1999 American-German film by David L. Corley

Angel's Dance is a 1999 American-German black comedy crime film written and directed by David L. Corley and produced by David Bixler. The film stars James Belushi, Sheryl Lee and Kyle Chandler.

==Premise==
Tony wants to be a hitman for the Mafia, but first he has to learn from a master. Enter Stevie "The Rose" Rosellini - cool, eats veggie dogs and quotes Nietzsche. Greco may not agree with Stevie's style, but he has to complete his training so he can go back and kill the Mafia's accountant, who is about to turn state's evidence. His final test: kill whoever is supposedly randomly picked out of the yellow pages. His target: Angelica "Angel" Chaste, a very disturbed woman.
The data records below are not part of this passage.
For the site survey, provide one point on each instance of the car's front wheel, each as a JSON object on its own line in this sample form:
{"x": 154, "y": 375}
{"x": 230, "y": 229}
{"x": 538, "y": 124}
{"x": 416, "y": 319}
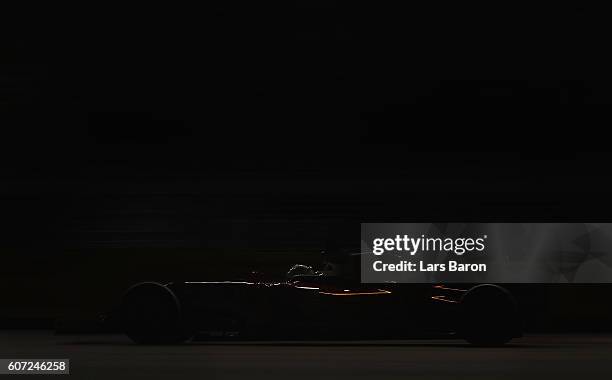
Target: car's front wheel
{"x": 151, "y": 314}
{"x": 488, "y": 316}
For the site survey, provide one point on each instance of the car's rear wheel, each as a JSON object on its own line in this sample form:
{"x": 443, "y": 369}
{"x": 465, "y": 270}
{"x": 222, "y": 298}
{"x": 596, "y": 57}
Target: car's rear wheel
{"x": 151, "y": 314}
{"x": 488, "y": 316}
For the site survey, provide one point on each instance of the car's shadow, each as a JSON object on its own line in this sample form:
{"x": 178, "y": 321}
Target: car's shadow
{"x": 406, "y": 344}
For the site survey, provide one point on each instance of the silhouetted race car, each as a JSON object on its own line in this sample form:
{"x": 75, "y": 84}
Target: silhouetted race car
{"x": 317, "y": 305}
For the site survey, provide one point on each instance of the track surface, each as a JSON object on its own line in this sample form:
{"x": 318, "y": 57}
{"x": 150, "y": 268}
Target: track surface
{"x": 114, "y": 357}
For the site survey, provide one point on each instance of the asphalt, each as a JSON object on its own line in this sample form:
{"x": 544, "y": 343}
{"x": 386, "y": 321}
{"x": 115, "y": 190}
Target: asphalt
{"x": 114, "y": 357}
Tony falls for Angel and fails to kill her, so Stevie sets out to finish the job.

==Cast==
- James Belushi as Stevie "The Rose" Rosellini
- Sheryl Lee as Angelica "Angel" Chaste
- Kyle Chandler as Tony Greco
- Frank John Hughes as Nick
- Ned Bellamy as Police Detective
- Mark Carlton as Bob
- Mac Davis as Norman
- Jon Polito as Vinnie "Uncle Vinnie"
- David Bickford as Accountant
- Timo Flloko as "The Shank"

==Critical reception==
Variety wrote that Angel's Dance was, "A diverting, if just half-successful, attempt to put a fresh spin on the now-familiar mix of hit men and black comedy, "Angel's Dance" shifts the central p.o.v. to a female character --- then doesn't develop her well enough to make that refreshing switch pay off as well as it should."